I. 1984–1989 : L’après-choc et la fausse accalmie

> Les CCC c’est ciao… le malaise s’installe.

  • 1985 : attentats meurtriers des CCC (Cellules Communistes Combattantes) contre la gendarmerie et des installations économiques. Réaction sécuritaire forte. Fin des actions en 1985 après arrestations.
  • Les Tueurs du Brabant terrorisent le pays (1982–1985), sans qu’aucune autorité n’éclaircisse les faits. L’affaire reste non résolue. Soupçons d’infiltration d’État, de manipulation politique, voire de “stratégie de la tension”.
  • Plan Globaal (Martens VIII) : rigueur économique, privatisations, et recul de l’État providence.
  • 1988–89 : grande réforme de l’État, création des trois Régions (Flandre, Wallonie, Bruxelles-Capitale). La Belgique devient un État fédéral, mais sans vision d’un destin commun.

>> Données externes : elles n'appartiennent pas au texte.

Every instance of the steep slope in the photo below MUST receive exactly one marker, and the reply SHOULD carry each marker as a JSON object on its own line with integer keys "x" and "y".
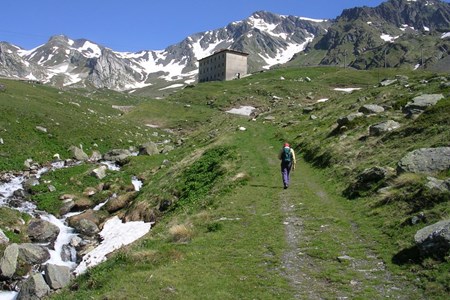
{"x": 396, "y": 33}
{"x": 269, "y": 39}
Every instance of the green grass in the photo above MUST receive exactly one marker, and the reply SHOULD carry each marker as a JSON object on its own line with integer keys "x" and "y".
{"x": 232, "y": 236}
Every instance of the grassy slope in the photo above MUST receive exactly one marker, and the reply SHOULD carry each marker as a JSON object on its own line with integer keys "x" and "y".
{"x": 159, "y": 267}
{"x": 70, "y": 117}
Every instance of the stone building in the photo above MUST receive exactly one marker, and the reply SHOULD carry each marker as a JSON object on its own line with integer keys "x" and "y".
{"x": 223, "y": 65}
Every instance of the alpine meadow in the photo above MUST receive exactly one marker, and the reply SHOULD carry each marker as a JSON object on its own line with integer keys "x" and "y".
{"x": 144, "y": 184}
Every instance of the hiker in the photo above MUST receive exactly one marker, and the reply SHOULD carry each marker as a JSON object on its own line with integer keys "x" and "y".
{"x": 287, "y": 157}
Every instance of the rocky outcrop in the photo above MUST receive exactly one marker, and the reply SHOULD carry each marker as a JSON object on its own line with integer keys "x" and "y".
{"x": 87, "y": 228}
{"x": 434, "y": 240}
{"x": 119, "y": 156}
{"x": 425, "y": 160}
{"x": 8, "y": 263}
{"x": 78, "y": 154}
{"x": 383, "y": 127}
{"x": 119, "y": 202}
{"x": 99, "y": 172}
{"x": 421, "y": 103}
{"x": 367, "y": 180}
{"x": 33, "y": 254}
{"x": 149, "y": 148}
{"x": 34, "y": 288}
{"x": 3, "y": 238}
{"x": 371, "y": 109}
{"x": 57, "y": 277}
{"x": 41, "y": 231}
{"x": 349, "y": 118}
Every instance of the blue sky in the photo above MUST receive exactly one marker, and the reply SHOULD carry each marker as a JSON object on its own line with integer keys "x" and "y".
{"x": 133, "y": 25}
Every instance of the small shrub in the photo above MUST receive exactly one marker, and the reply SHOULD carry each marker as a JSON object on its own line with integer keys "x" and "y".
{"x": 180, "y": 233}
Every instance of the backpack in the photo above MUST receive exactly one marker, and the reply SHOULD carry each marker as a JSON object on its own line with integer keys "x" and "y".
{"x": 286, "y": 155}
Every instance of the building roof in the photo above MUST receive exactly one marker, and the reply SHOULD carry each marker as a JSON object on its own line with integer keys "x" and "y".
{"x": 226, "y": 50}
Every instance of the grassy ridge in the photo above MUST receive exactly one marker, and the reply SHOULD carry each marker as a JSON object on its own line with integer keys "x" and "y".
{"x": 227, "y": 228}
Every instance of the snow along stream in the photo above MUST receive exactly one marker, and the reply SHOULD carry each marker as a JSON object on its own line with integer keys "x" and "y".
{"x": 114, "y": 235}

Un pays fédéralisé mais fragmenté, stabilisé mais dépolitisé. Le ver est dans le fruit.


II. 1990–1993 : Crises en cascade

> Chômage de masse, blocages communautaires, paralysie monarchique.

  • 1990 : crise constitutionnelle majeure : le Roi Baudouin Ier refuse de signer la loi dépénalisant partiellement l’avortement. Il est déclaré temporairement dans l’incapacité de régner. Première rupture symbolique avec la monarchie.
  • Explosion du chômage des jeunes : Bruxelles et les grandes villes voient apparaître les premières zones de relégation.
  • Début des émeutes urbaines localisées (Marolles, Molenbeek, etc.).
  • Montée de l’extrême droite en Flandre (Vlaams Blok).
  • 1993 : Mort du roi Baudouin. La monarchie perd son dernier “rassembleur naturel”. Son frère Albert II lui succède.

L’État n’est plus perçu comme protecteur. Le pouvoir devient gestionnaire, la société orpheline.


III. 1993–1996 : Fracture terminale et perte de confiance

> L’affaire Dutroux comme séisme de l’État de droit.

  • Août 1996 : arrestation de Marc Dutroux, pédocriminel multirécidiviste protégé par une administration négligente, voire complice. Découverte de l’impensable.
  • Mise en lumière de défaillances systémiques : police, justice, services sociaux.
  • Perte totale de confiance dans les institutions : le peuple parle de réseau, les autorités de “dysfonctionnements”.
  • Marche blanche (octobre 1996) : 300 000 personnes à Bruxelles. Dernier sursaut d’union nationale… ou enterrement de la démocratie représentative ?

L’affaire Dutroux ne fait pas que choquer. Elle révèle l’effondrement moral d’un État.


IV. Bilan transversal 1984–1996 : État belge déstructuré

Économie :

  • Libéralisation, privatisations, mise en concurrence des services publics.
  • Perte d’indépendance industrielle, financiarisation de l’économie.
  • Bruxelles devient un hub institutionnel européen, mais sans retombées sociales locales.

Société :

  • Fracture générationnelle et ethnique.
  • Montée de l’exclusion, délitement du lien social.
  • Émeutes, toxicomanie, ghettoïsation partielle de certains quartiers.

Politique :

  • Parcellisation du pouvoir entre niveaux fédéral, communautaire, régional.
  • Technocratisation croissante.
  • Sentiment d’impunité des élites et d’abandon des populations fragilisées.

Culture :

  • Repli identitaire et régional.
  • Émergence de voix dissidentes dans les arts, mais peu audibles dans l’espace public.

Conclusion : 1996, année zéro ?

La période 1984–1996 marque la fin d’un cycle. L’État belge ne gouverne plus : il administre une fragmentation. Les affaires (Tueurs, CCC, Dutroux) laissent derrière elles un sentiment de double impunité : celle du crime organisé… et celle des institutions.

La Marche blanche aurait pu être un réveil. Elle fut un baroud d’honneur.
> À partir de 1996, c’est la peur, le cynisme et le silence qui occupent le vide.